The mainstream press is starting to get it
So, the mainstream media is finally figuring out that VoIP is important enough to write about.
Courtesy of the Associated Press finally sorting through their inboxes stuffed full of aging press releases, we now have an AP article making its way through the consumer outlets. The article cites the Telegeography study, which notes, hey, there's 2.7 million VoIP subscribers in in Q2 "05, versus 440,000 in the year ago period.
They don't do the math to note that it represents a 513 percent increase.
That AP article has since been picked up by Gannett, so USA Today (finally) has the story in their tech section. The Boston Globe and Washington Post are also carrying the same article, proving once again that many U.S. newspapers would rather farm out their technology coverage than do it themselves, and probably proving that most newsrooms (I've worked in several) don't have a tech reporter to speak of.
In addition, ABI Research has a report out that predicts the market for VoIP will remain small compared to Plain Old Telephone and mobile service, at least until 2010, and you have two vectors of prognostication, neither of which are mutually exclusive.
We know already that wireless penetration in the U.S. has grown rapidly, and now stands over the 50 percent mark. It's also been hollowing out the landline market by a few percentage points per year. Add to that the fact that wireless data users have passed the 47 million mark, and that The Yankee Group has predicted the wireless data services market will grow to approximately $14 billion by 2008, but remains a small fraction (4 percent) of the overall market for wireless services.

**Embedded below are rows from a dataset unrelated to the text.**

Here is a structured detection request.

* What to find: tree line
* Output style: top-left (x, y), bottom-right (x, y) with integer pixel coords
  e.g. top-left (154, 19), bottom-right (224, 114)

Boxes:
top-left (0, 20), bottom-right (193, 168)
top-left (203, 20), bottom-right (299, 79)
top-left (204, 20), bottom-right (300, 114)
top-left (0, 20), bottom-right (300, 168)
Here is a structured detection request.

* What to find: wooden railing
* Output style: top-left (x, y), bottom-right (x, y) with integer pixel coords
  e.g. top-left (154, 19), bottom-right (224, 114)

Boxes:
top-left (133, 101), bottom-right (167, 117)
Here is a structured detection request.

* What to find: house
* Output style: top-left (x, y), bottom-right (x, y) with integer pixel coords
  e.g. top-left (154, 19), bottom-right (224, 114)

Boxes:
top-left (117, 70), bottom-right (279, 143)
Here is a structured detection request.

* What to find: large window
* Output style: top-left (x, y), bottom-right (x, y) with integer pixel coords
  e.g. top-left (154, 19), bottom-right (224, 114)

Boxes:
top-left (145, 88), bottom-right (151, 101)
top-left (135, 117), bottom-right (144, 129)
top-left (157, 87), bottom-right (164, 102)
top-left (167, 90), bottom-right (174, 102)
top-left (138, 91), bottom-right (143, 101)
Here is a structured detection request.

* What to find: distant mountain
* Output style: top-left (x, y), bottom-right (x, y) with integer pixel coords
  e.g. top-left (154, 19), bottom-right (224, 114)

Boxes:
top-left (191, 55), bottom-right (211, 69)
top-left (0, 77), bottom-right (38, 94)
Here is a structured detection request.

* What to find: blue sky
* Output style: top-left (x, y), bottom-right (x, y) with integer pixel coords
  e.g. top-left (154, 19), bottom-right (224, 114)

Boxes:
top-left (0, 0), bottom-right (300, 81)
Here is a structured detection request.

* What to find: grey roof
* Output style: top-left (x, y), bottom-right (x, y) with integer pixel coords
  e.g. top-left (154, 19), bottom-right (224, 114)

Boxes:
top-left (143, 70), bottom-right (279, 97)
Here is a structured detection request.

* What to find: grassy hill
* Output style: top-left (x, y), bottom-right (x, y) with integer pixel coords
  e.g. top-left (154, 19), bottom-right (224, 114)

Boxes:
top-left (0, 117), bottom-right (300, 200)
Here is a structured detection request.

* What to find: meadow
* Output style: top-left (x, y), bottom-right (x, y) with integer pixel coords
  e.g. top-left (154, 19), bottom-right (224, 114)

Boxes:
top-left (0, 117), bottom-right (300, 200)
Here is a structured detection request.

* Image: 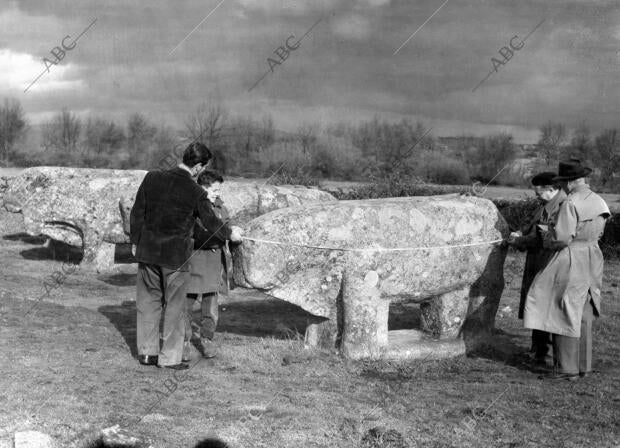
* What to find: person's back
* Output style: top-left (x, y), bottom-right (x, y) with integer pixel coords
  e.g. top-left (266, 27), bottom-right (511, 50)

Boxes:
top-left (130, 143), bottom-right (240, 369)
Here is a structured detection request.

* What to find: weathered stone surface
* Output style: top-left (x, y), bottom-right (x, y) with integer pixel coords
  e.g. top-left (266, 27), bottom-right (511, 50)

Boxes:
top-left (15, 431), bottom-right (56, 448)
top-left (234, 195), bottom-right (508, 358)
top-left (2, 167), bottom-right (336, 271)
top-left (4, 167), bottom-right (146, 264)
top-left (101, 425), bottom-right (153, 448)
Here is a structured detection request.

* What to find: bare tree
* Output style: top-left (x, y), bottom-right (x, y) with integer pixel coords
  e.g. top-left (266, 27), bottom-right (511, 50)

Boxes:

Wireless, and its meteoric growth, is analogous to the VoIP market in terms of adoption rates and market potential. So the notion that VoIP remains small compared to the well-established market for landline telephony is not an entirely fair comparison. Comparing the VoIP adoption curve to wireless and Internet uptake would probably be more interesting, and that's something I'm currently working on.
But the fact that the mass media are finally reporting on it is, ultimately, indicative of which way the tide is flowing.